Excerpts from Robert Haas's message of mié jul 13 16:13:12 -0400 2011:
> On Jul 13, 2011, at 1:43 PM, Bruce Momjian <bruce@momjian.us> wrote:
> > Daniele Varrazzo wrote:
> >> =# select extract(epoch from 'infinity'::timestamp);
> >> date_part
> >> -----------
> >> 0
> >>
> >> A better value would be 'infinity'::float8. Ditto for -infinity.
> > Looking at:
> >
> > timestamptz_part(PG_FUNCTION_ARGS)
> >
> > I see:
> >
> > if (TIMESTAMP_NOT_FINITE(timestamp))
> > {
> > result = 0;
> > PG_RETURN_FLOAT8(result);
> > }
> >
> > The assumption is that extracting _anything_ from an infinite timestamp
> > should be zero, but I can see your point that epoch perhaps should be
> > special-cased to return +/- inifinity.

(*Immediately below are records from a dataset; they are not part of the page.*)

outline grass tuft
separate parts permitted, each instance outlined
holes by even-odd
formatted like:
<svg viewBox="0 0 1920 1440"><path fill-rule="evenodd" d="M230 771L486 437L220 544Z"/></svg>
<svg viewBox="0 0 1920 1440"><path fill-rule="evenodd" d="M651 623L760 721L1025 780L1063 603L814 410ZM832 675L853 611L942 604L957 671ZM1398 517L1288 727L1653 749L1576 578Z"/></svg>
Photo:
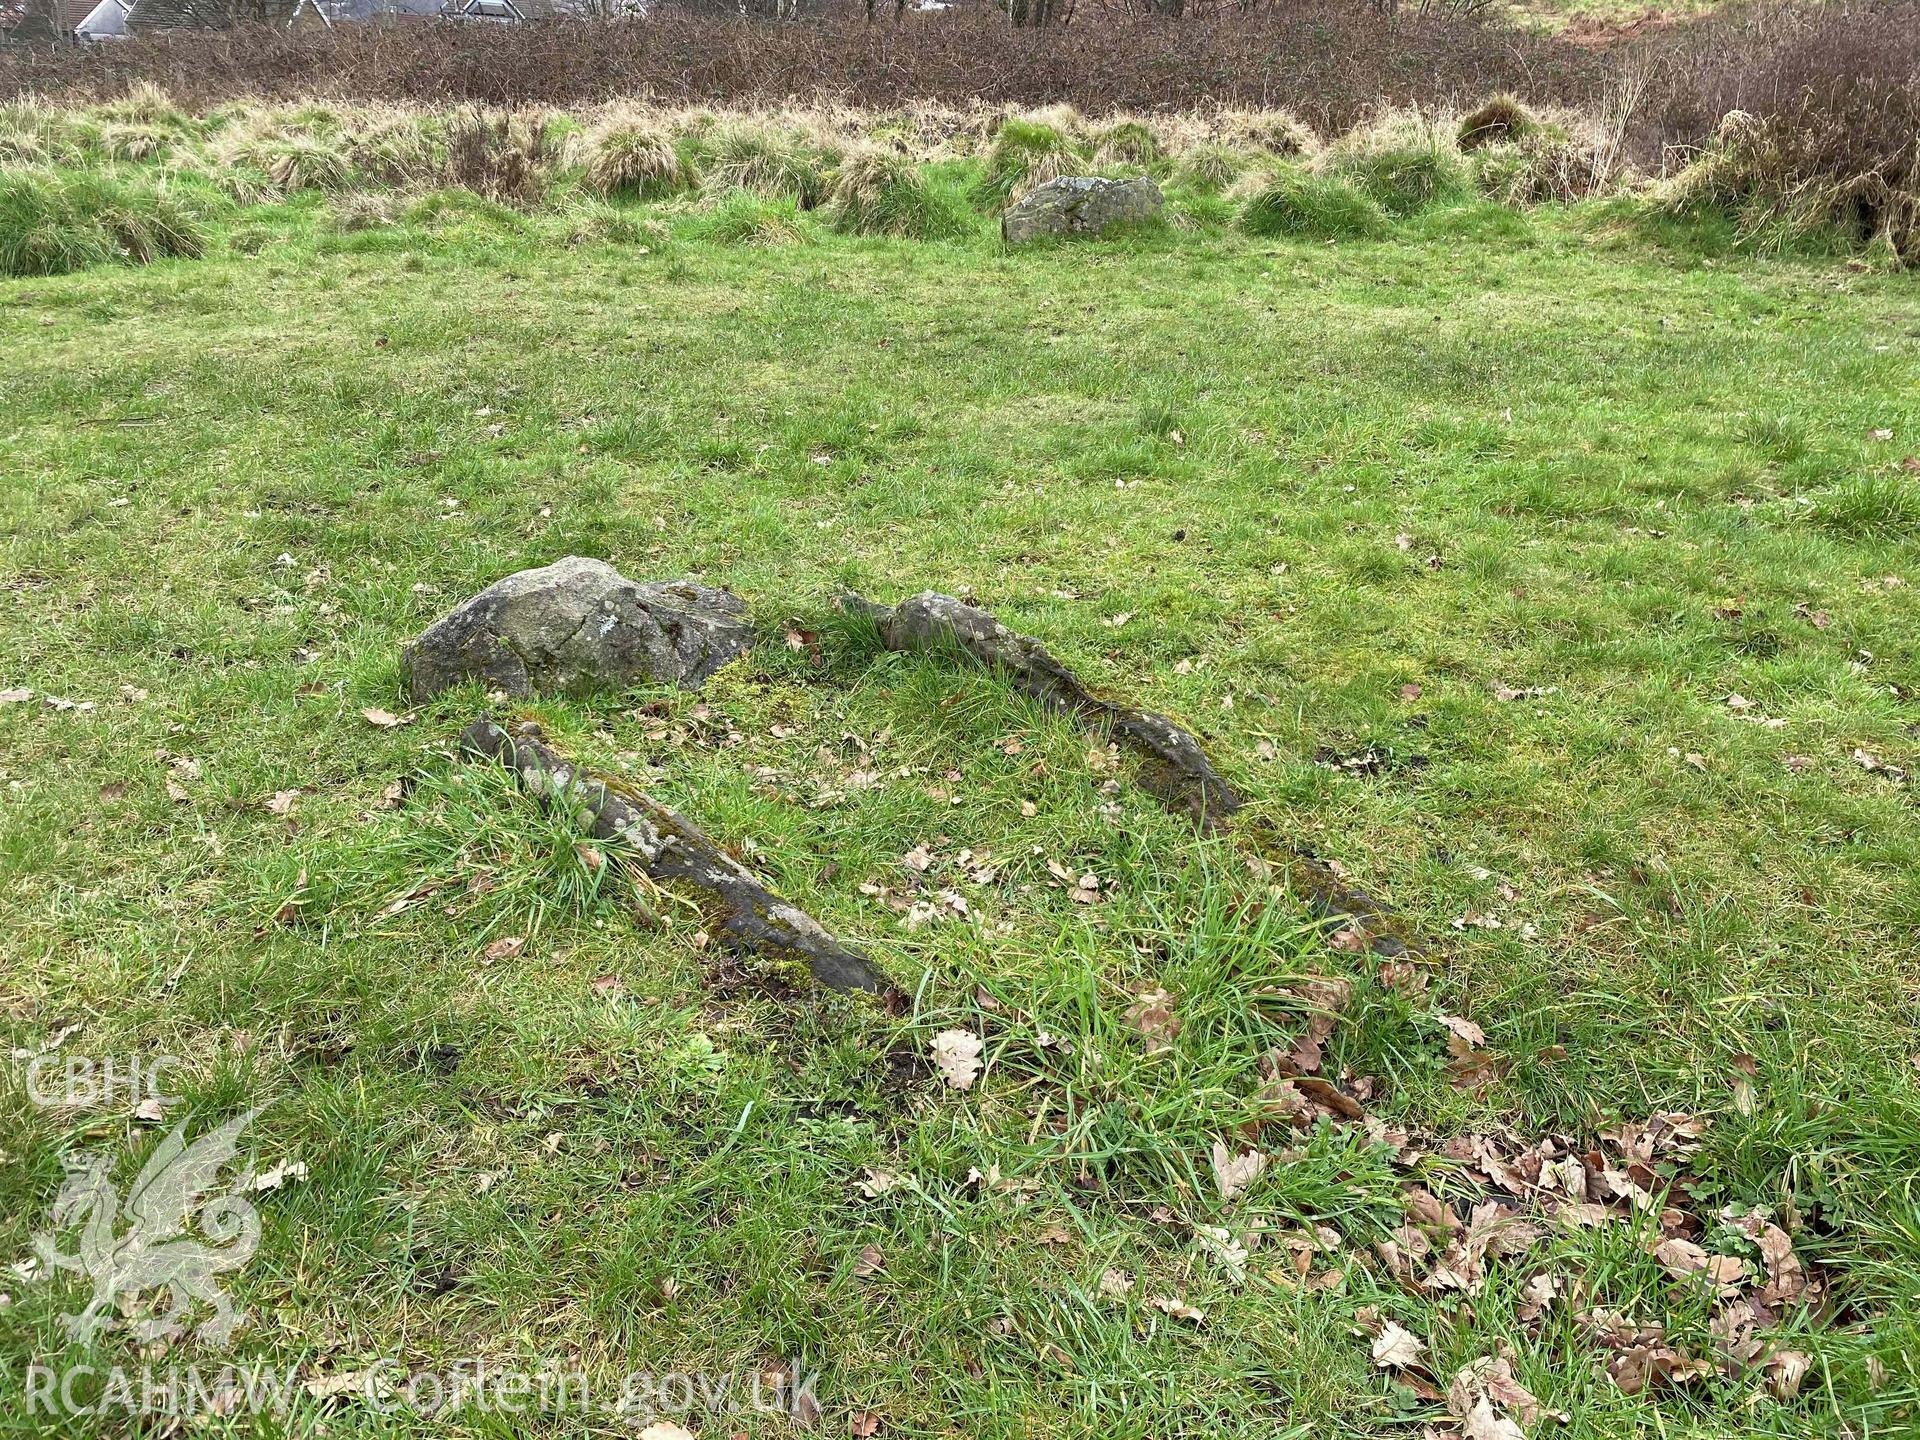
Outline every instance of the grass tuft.
<svg viewBox="0 0 1920 1440"><path fill-rule="evenodd" d="M100 148L109 160L164 160L173 150L173 135L158 125L140 121L115 122L100 131Z"/></svg>
<svg viewBox="0 0 1920 1440"><path fill-rule="evenodd" d="M841 162L827 208L833 228L849 235L947 240L973 228L960 198L924 166L878 147Z"/></svg>
<svg viewBox="0 0 1920 1440"><path fill-rule="evenodd" d="M355 191L330 196L327 213L334 226L348 234L362 230L385 230L400 219L400 202L392 195Z"/></svg>
<svg viewBox="0 0 1920 1440"><path fill-rule="evenodd" d="M696 239L715 245L791 245L809 237L791 197L768 199L751 190L720 196L693 223Z"/></svg>
<svg viewBox="0 0 1920 1440"><path fill-rule="evenodd" d="M1226 189L1247 171L1248 157L1231 145L1208 142L1196 145L1180 157L1173 172L1174 182L1214 195Z"/></svg>
<svg viewBox="0 0 1920 1440"><path fill-rule="evenodd" d="M132 125L160 126L168 130L188 130L193 119L174 102L173 96L151 81L142 80L117 100L93 107L102 120L123 121Z"/></svg>
<svg viewBox="0 0 1920 1440"><path fill-rule="evenodd" d="M1317 168L1365 192L1396 219L1468 191L1466 167L1451 137L1412 114L1390 115L1343 135Z"/></svg>
<svg viewBox="0 0 1920 1440"><path fill-rule="evenodd" d="M725 126L704 142L702 186L726 197L746 191L763 200L791 200L811 210L826 199L833 157L770 126Z"/></svg>
<svg viewBox="0 0 1920 1440"><path fill-rule="evenodd" d="M1226 143L1280 160L1304 160L1320 149L1311 126L1285 110L1228 110L1219 133Z"/></svg>
<svg viewBox="0 0 1920 1440"><path fill-rule="evenodd" d="M62 275L206 252L206 230L164 185L91 172L0 173L0 275Z"/></svg>
<svg viewBox="0 0 1920 1440"><path fill-rule="evenodd" d="M1813 511L1850 540L1904 540L1920 533L1920 486L1902 475L1860 475L1834 487Z"/></svg>
<svg viewBox="0 0 1920 1440"><path fill-rule="evenodd" d="M1085 153L1059 126L1009 116L987 148L986 168L974 193L983 205L1000 209L1035 186L1085 165Z"/></svg>
<svg viewBox="0 0 1920 1440"><path fill-rule="evenodd" d="M1482 145L1510 144L1540 128L1533 112L1512 95L1483 100L1460 117L1454 134L1462 150Z"/></svg>
<svg viewBox="0 0 1920 1440"><path fill-rule="evenodd" d="M231 158L265 175L282 194L330 193L353 183L353 166L337 145L305 136L249 140Z"/></svg>
<svg viewBox="0 0 1920 1440"><path fill-rule="evenodd" d="M588 136L587 144L587 184L601 195L658 200L699 183L673 136L658 126L615 125Z"/></svg>
<svg viewBox="0 0 1920 1440"><path fill-rule="evenodd" d="M1102 169L1122 165L1154 165L1166 149L1144 120L1116 120L1095 132L1093 163Z"/></svg>
<svg viewBox="0 0 1920 1440"><path fill-rule="evenodd" d="M1249 176L1236 198L1240 228L1249 235L1367 240L1389 228L1386 210L1357 185L1298 166Z"/></svg>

> It's sort of non-obvious that either behavior is better than the
> other. We might just be replacing one surprising behavior with
> another.
I don't find the proposed behavior all that suprising, which the
original behavior surely is. I guess the bigger question is whether the
values that timestamptz_part() returns for other cases (than epoch)
should also be different from 0 when an 'infinity' timestamp is passed.
(In other words, why should 0 be the assumed return value here?)